My current goals for ActivityPub and academic data

I build and run Encyclia, a project that bridges ORCID records into the ActivityPub-based fediverse. The idea is to make ORCID records followable, so that when a researcher publishes a new work, that information can appear in your social inbox.

Independently of that, I have a personal website where, among other things, I host my own academic publications. I want to make my website ActivityPub-interactable as well in the future, but it is a lower priority project.

I am not closely involved with Bonfire, but they are building Open Science Network, a social platform for academic work and exchange. Please get a more detailed summary of what they do from them instead of me, but I have written an entry in the Encyclia FAQ on why our projects are different.
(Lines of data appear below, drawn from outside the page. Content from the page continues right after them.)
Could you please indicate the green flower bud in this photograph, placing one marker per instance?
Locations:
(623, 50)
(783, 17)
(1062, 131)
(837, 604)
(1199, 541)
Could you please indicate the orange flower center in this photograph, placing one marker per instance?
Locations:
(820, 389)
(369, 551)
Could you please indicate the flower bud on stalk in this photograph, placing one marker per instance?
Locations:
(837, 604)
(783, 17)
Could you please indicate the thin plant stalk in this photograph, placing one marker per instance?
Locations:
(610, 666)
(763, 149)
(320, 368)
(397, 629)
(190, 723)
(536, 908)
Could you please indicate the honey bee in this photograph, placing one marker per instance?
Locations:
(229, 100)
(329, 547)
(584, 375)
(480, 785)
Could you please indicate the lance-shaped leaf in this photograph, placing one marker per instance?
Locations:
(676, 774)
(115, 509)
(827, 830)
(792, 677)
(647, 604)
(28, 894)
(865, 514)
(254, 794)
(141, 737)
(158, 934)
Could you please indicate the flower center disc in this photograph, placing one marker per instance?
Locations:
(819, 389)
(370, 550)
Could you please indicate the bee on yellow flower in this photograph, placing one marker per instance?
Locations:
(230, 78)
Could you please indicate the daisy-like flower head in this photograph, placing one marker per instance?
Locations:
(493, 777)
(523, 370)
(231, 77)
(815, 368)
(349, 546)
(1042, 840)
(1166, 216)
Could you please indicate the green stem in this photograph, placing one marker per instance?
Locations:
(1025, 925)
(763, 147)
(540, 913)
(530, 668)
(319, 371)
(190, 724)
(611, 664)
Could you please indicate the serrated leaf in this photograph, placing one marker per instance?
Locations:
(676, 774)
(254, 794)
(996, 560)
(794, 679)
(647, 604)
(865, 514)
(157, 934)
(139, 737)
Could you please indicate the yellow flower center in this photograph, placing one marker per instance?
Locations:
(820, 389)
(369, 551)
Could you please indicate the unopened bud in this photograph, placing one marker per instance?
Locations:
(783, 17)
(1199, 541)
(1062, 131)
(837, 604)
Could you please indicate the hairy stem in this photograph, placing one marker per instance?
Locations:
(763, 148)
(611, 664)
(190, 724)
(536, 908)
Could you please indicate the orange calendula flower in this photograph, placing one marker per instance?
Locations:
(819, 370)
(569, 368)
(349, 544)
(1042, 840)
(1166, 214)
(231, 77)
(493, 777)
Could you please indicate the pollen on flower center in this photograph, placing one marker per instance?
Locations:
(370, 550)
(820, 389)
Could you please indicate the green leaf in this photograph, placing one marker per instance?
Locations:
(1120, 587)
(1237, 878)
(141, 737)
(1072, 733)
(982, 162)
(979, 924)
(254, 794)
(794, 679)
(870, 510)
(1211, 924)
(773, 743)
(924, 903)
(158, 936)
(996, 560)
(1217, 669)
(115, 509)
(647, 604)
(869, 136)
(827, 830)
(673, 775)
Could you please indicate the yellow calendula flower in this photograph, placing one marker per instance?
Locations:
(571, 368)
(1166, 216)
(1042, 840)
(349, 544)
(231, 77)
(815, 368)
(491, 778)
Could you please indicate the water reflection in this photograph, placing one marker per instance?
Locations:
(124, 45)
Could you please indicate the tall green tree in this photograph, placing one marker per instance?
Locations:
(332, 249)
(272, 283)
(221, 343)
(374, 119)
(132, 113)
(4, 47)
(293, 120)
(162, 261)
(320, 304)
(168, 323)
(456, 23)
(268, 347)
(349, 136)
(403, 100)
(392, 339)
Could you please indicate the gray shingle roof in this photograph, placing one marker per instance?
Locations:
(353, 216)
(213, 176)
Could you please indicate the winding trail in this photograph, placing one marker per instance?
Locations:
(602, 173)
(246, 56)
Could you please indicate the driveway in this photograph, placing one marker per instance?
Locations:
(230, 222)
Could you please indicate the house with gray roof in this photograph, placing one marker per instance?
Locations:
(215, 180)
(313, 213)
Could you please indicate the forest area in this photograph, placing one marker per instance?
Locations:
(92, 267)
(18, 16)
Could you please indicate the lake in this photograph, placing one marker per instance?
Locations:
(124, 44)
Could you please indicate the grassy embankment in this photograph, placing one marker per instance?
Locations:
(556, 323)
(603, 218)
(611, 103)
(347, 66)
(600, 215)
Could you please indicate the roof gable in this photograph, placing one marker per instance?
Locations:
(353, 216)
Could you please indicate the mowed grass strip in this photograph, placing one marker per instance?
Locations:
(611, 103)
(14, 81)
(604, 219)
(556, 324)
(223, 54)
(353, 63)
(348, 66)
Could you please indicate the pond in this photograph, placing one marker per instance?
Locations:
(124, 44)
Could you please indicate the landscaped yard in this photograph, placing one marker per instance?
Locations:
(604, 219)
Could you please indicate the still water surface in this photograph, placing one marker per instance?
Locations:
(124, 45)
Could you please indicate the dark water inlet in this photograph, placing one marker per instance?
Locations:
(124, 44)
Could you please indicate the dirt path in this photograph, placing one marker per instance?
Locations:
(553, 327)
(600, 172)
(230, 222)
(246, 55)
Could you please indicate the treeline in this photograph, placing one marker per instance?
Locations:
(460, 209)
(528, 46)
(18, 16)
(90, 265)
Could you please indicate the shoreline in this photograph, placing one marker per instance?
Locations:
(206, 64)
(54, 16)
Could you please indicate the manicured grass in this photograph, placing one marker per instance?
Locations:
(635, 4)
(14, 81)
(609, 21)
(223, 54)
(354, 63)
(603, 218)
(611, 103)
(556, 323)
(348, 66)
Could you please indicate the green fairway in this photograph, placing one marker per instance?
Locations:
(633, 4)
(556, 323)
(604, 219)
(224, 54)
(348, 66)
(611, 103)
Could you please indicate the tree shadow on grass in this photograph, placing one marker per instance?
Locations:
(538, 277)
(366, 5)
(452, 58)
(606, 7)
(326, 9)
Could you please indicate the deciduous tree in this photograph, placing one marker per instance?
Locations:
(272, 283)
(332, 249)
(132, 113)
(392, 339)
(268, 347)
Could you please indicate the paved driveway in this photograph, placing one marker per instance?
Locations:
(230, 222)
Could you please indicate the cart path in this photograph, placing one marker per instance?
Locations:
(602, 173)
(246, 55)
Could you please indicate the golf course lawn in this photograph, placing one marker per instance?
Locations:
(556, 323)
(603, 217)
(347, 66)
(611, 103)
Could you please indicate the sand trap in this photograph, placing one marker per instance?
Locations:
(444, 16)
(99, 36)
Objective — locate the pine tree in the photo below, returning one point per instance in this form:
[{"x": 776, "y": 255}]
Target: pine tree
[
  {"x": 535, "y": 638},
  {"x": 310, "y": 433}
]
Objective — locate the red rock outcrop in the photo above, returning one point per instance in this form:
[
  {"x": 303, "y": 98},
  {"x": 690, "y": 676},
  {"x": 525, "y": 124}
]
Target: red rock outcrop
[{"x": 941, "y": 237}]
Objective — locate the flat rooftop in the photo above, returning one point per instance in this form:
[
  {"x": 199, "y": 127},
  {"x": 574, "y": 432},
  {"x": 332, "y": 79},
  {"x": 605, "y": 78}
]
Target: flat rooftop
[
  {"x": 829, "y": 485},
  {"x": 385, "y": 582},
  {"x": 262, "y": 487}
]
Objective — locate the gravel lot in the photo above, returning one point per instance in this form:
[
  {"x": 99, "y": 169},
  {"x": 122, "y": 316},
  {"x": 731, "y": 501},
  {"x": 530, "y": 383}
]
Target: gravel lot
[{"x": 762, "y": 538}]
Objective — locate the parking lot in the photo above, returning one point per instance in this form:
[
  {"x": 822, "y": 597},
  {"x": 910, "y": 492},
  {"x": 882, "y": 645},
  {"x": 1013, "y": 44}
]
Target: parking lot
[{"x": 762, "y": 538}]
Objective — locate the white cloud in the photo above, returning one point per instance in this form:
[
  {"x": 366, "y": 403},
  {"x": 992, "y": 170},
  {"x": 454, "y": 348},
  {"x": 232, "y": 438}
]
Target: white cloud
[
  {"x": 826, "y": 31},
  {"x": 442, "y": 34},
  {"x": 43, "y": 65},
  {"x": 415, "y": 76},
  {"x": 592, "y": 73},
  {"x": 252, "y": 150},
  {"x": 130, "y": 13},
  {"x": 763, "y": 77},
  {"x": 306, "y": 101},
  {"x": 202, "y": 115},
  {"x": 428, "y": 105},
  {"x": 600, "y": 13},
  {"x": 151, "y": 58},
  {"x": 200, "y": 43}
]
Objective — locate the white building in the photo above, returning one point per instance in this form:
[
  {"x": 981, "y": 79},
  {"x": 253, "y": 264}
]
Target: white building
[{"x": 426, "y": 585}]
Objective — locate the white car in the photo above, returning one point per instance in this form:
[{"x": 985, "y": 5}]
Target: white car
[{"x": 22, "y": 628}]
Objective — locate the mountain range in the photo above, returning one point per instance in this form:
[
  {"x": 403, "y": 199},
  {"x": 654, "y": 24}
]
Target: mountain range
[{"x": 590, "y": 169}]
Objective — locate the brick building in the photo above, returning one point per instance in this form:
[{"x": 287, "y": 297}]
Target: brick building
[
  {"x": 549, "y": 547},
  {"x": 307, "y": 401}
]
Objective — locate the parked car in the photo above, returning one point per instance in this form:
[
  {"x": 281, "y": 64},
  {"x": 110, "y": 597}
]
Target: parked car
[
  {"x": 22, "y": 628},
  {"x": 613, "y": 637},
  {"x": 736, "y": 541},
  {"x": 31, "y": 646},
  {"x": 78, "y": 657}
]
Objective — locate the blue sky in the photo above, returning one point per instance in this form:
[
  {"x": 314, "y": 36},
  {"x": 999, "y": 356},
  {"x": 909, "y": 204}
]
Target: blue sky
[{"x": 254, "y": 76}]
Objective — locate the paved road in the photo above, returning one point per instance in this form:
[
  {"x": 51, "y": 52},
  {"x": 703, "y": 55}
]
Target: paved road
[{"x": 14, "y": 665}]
With two active implementations working the federated exchange of academic data, we might think about ways in which it makes sense to augment our data structures beyond the established patterns of microblogging and generic long-form text to add value for academics.

To start us out, in this post I’m going to talk about the goals I want to aim for right now.

The goals I want to aim for right now

If you’re reading this, there’s a high chance you haven’t seen Encyclia in action, since its alpha test hasn’t yet started at time of writing. But the idea, as described above, is fairly simple if you know ORCID. People add metadata about their new publications to their ORCID record (or academic publishers add it for them), Encyclia queries the ORCID API for new works, grabs the metadata, formats it as a human-readable short social post (an ActivityPub Note), and publishes it. Each post’s content typically consists of title, authors, abstract, and identifiers (URL, DOI, ISBN, …), although this data is frequently only partially present in the ORCID record.

Independently of Encyclia, OSN allows users to browse someone else’s ORCID record (if they have added their ORCID iD to their profile) and check out their individual publications.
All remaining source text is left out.